Newcomer Lotte Rice plays a young woman who conjures up a dialogue with Nina Simone. Blending theatre, spoken word and the songs of Simone, Exactly Like You is directed by Fringe First Award-winner Kirsty Patrick Ward (Chef, by Sabrina Mahfouz).


Notflix

25 to 29 January

Following their sell-out run at the Edinburgh Fringe, Waiting For The Call present their improvised musical in which they develop a movie on the spot with the help of their trusting audience. This sounds like an all-female version of the wonderful Showstopper, so you can count us in.


Wretch

8 to 12 February

This new piece, featuring exciting musical theatre writer and actress Tori Allen Martin (Muted), tells the story of a homeless ex-teacher and ex-junkie, a year after they met on a night bus. Previously a play that toured rehabilitation centres, Rebecca Walker's piece now has songs by London-based band Eliza and the Bear.


© Maria Askew

The Jurassic Parks

8 to 12 February

The brilliant Superbolt Theatre return with their take on the classic Spielberg film. When they forget to pack the tape for a screening of the dino film, they are forced to act out all the characters, human and prehistoric, with hilarious and impressively clever results.


Space Play

25 to 29 January

Brave Badger Theatre present this wonderful-sounding space oddity. It follows hapless artist Michael, who sells his artistic soul to a national conglomerate and finds himself stranded in space as an astronaut. Lauren Pratt – who worked on designs for Les Enfants Terrible – designs this sci-fi set which has projections from Complicite collaborator Martin Dewar.
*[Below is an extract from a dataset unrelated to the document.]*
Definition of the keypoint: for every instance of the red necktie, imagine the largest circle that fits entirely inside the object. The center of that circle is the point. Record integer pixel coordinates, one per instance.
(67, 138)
© Superbolt Theatre Company

Mars Actually

15 to 19 February

Superbolt charged onto the scene in 2015 with their hilarious tribute to Spielberg’s dino classic Jurassic Park (see above – now called Jurassic Parks). Mars Actually is their new piece, a ‘kaleidoscopic’ vision of life on Mars, which – if Jurassic Parks is anything to go by – will be worth checking out.


(© Helen Murray)

This Must be the Place

8 to 12 February

Excellent writer Brad Birch teams up with BAFTA-nominated writer Kenneth Emson on this piece, which is making its London debut at the Vaults. This Must be the Place follows Adam, a young Londoner trying to escape the Big Smoke and two friends trying to begin again in the city. Birch has written several well-received plays including The Brink and Even Stillness Breathes Softly Against a Brick Wall and this show should be a poetic look what it is to be a young adult today.


Becoming Shades

25 to 29 January

A dark, contemporary circus show which opened recently at Jackson’s Lane, Becoming Shades brings together much more than just flexible joints and hoops. A mixture of music, movement, fire acrobatics and circus, the show tells the story of the myth of Persephone. It has been adapted anew for Vault Festival 2017. It looks gothic and weird and will be enhanced by the atmospheric underground space at the Vaults.


On the Crest of a Wave

15 to 19 February

Camilla Whitehill has written several excellent recent plays, not least Where do Little Birds Go which ran at the Old Red Lion last year and was about a nightclub hostess who found herself stuck in a locked room with a murderer. With this play she teams up with musical comedian Luke Courtier, and actors Kat Bond and Stephen Myott-Meadows to tell the story of a daughter throwing an unusual and fairly late funeral.


Team Viking
An image from James Rowland's debut piece Team Viking

A Hundred Different Words for Love

1 to 5 February

A Viking burial was the subject of James Rowland’s first show, which opened at Edinburgh in 2016 and became an under-the-radar hit – even Stewart Lee threw praise at the show. The performer and writer has a warm, charming delivery and covers subjects that are both hilarious and sad at the same time. This piece is about love. And there’s not much more we can say about it. But we’d wager it’s one to check out.